Neil Small, a former teacher-turned-headmaster of Castledown Primary, was frustrated by a not-uncommon concern in our era of universal design: standard library fonts used in workbooks were dull and hard to read for students with dyslexia. When he first contacted Colophon Foundry, a London type studio, he had a clean typeface in mind— one shaped closely to young learners’ natural writing patterns. His request came with an extra layer of complexity and seeming impossibility: Small believed that the right font could be a learning tool in and of itself—a scaffold that would improve all students’ reading and writing practices.
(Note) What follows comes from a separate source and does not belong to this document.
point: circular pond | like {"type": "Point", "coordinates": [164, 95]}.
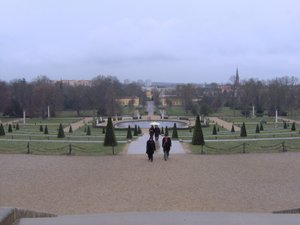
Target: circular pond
{"type": "Point", "coordinates": [148, 123]}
Colophon designers Edd Harrington and Anthony Sheret spent a month with Castledown students, immersed in observing the minute details of their letter placement, pressure points, licks and type preferences as they traced out their letters and first words—contextualizing their findings against accessible design tenets. The namesake custom design they unveiled has now been in use at the primary school for a year. And beyond making it indeed easier for all students to trace, replicate, and read without issue, the Castledown typeface has become the school brand —its friendly curves and inclusive feel extended to a whole new audience of readers via the Castledown Primary website and print collateral.
While a month-long, audience deep dive isn’t always possible in type design, attention to the subtlety of real-life “typography” is and should be. The otherwise unnoticed oscillations of a pencil, or the intrinsic, human patterns of letter formation are precisely what make for designs that go beyond brand, legibility, and utility to refreshingly personal intimacy—the kind that translates across workbooks, mediums, and audiences. In this case, the story of one primary school’s pursuit of a deeper purpose through workbook type design provides an inspired lesson in visual communication—the kind that all true type geeks and branding experts can get behind.